WPTV is not showing the children to maintain their privacy.

Anthony James
Anthony James and his wife explain how they manage being homeless.

The school counselor at the kids west Boca Raton school linked the family to a network of 40 organizations that offer clothing, food, gas cards and a place to stay.

“If you identify the homeless student to us were able to wrap support around this family as they are going through this experience of homelessness ,” said Maura Plante.

Plante is part of the Student Life Alliance. She also runs Living Hungry, an organization that sends bags of food and vitamins to schools for homeless students.

“If the counselor tells me, ‘Hey I have a new family this week,’ which is what happened with this family, and we have three students, so I'm going to need more food,” she said.

Maura Plante.png
Maura Plante explains how she and her organization helps homeless students.

Last school year the Palm Beach County District identified just over 4,400 students who were homeless, living at friends or other family member’s homes, or out of their cars or hotels. Every year the count starts again and already there are 3,400 homeless students.

“I expect that number will go up this year ,” said Palm Beach County School Board Member Erica Whitfield.

She said the district hired a program planner overseeing student homelessness. The added resources have helped find more homeless students within the school system. Last school year Whitfield said the district found 250 students were living on the streets.

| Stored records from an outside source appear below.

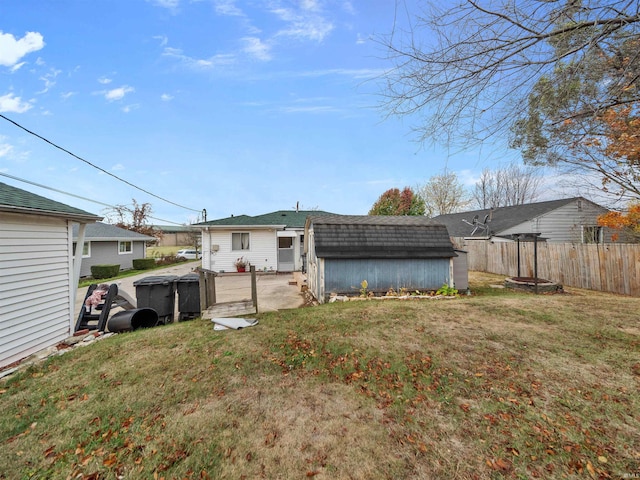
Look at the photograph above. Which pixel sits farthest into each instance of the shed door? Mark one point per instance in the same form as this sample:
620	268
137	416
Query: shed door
285	254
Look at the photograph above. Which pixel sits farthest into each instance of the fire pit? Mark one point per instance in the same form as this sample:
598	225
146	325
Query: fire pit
531	284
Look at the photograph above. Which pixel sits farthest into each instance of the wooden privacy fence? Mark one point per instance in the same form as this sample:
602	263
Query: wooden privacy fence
609	267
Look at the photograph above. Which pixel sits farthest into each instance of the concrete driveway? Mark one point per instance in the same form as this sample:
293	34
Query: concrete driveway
274	290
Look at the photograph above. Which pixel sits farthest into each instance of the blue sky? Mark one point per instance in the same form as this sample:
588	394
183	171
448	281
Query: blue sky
233	106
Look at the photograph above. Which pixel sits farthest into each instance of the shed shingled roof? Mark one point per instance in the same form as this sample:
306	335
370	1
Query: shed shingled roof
15	199
364	236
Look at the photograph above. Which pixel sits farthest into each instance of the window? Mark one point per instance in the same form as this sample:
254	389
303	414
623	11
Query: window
86	249
239	241
285	242
592	235
125	247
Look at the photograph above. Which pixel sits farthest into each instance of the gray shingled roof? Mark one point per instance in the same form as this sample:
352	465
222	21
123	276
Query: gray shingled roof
500	219
14	199
286	218
104	232
364	236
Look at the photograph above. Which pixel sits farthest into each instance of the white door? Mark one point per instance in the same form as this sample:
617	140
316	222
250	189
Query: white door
285	254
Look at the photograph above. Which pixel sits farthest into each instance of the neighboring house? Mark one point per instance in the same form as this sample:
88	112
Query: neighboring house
571	220
108	244
38	274
177	235
271	242
399	252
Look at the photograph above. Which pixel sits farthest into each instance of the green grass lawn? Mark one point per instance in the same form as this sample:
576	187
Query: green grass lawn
493	385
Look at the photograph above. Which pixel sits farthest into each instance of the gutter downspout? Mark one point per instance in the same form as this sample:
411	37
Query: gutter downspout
77	265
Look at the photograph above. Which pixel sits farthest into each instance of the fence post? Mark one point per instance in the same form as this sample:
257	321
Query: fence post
254	287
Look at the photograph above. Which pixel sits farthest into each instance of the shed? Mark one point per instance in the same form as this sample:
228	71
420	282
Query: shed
38	274
399	252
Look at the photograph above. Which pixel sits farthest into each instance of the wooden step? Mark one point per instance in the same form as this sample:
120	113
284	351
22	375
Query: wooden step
230	309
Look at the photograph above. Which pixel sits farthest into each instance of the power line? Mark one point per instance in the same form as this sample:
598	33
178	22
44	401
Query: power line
79	196
95	166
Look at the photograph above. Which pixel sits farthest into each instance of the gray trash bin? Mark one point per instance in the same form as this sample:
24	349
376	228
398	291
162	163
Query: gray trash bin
189	296
159	293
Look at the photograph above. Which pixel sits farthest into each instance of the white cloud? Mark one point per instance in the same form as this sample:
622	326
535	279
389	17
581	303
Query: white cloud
311	5
12	50
304	23
227	7
255	48
49	80
199	64
163	39
17	66
170	4
11	103
5	149
130	108
312	27
118	93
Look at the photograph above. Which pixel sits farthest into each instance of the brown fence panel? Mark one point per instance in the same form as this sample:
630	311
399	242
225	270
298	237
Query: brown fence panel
610	267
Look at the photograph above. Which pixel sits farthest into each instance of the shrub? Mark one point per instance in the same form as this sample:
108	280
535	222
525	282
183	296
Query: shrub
104	271
144	263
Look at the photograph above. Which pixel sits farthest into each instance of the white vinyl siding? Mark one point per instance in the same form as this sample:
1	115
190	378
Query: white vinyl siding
125	247
35	264
240	241
564	224
263	252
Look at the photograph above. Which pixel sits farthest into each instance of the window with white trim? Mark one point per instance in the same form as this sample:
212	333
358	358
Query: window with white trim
125	246
86	249
240	241
592	234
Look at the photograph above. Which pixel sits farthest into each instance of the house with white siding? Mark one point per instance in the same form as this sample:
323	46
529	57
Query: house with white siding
108	244
273	242
569	220
38	272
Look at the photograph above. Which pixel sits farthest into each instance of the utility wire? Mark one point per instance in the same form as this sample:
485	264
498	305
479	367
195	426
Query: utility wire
80	197
95	166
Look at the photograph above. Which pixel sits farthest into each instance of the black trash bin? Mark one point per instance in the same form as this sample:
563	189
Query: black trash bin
159	293
189	296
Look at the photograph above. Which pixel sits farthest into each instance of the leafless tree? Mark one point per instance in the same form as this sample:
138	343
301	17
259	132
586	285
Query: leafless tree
467	68
506	186
133	218
443	194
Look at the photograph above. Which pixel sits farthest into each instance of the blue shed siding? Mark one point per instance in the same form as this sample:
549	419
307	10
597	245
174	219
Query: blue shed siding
346	275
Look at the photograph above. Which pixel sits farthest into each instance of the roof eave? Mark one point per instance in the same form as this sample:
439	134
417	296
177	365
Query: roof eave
80	218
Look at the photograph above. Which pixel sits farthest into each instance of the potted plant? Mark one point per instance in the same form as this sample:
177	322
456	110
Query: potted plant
241	264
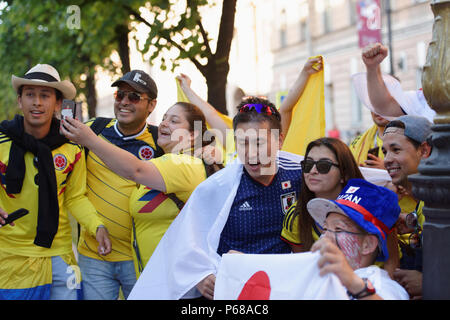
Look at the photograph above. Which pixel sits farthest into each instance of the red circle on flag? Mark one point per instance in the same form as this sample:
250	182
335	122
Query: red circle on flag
60	161
146	153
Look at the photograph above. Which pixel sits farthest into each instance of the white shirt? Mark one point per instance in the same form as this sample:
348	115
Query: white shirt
385	287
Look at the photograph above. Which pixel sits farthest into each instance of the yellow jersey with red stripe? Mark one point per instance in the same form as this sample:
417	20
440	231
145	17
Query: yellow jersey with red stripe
110	193
70	169
153	211
290	232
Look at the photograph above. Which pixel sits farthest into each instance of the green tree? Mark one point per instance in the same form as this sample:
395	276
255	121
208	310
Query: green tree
185	32
43	32
47	32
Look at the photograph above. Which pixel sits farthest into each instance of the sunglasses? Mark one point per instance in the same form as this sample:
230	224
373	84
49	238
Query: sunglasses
322	166
132	96
260	108
415	239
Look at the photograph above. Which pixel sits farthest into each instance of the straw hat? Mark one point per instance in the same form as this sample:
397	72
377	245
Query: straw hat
45	75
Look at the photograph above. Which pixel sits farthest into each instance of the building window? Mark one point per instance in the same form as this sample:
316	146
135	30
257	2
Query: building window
303	30
283	29
352	12
327	16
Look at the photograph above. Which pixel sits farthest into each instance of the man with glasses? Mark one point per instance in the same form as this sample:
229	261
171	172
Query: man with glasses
356	226
41	171
135	99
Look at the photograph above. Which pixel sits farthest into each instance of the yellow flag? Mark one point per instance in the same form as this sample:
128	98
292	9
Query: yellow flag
308	116
181	96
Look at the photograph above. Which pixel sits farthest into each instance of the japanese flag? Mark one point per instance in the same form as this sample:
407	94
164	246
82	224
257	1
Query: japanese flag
275	277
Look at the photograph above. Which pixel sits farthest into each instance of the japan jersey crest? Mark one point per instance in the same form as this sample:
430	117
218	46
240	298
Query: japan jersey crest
60	161
287	200
146	153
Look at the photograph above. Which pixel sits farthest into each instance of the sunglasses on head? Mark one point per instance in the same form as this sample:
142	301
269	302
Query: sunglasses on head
260	108
132	96
322	166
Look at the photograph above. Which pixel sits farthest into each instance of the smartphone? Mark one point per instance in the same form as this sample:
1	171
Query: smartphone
69	109
15	215
373	151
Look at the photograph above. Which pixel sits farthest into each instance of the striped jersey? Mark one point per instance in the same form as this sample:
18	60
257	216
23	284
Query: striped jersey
256	217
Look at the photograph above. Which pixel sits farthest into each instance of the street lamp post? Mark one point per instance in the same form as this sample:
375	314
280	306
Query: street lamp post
432	184
388	9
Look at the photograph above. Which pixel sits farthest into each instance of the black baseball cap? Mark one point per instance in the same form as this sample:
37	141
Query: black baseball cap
140	81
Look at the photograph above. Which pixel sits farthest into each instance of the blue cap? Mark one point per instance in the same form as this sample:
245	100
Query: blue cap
375	209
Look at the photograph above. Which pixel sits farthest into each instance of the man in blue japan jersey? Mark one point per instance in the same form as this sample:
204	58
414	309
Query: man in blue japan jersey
240	208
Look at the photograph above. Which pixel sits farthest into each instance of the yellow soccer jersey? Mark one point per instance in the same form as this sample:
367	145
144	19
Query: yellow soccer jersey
70	169
153	211
408	204
364	142
110	193
290	232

“Those are really tough numbers when you think about how many students we have that are living outside not having access to food or shower, a warm place to be, a safe place to be,” said James. “And then still have to get up and go to school without having to do their laundry things that we take for granted every day.”

James said despite their situation, his 6, 11, 14, 16, and 18 year olds didn’t miss school and even turned out good grades.

“I’m trying to lay a foundation in my kids to know that you’re not a plague, you’re not disease,” he said. “[Homelessness] does not discriminate, it happens to anybody.”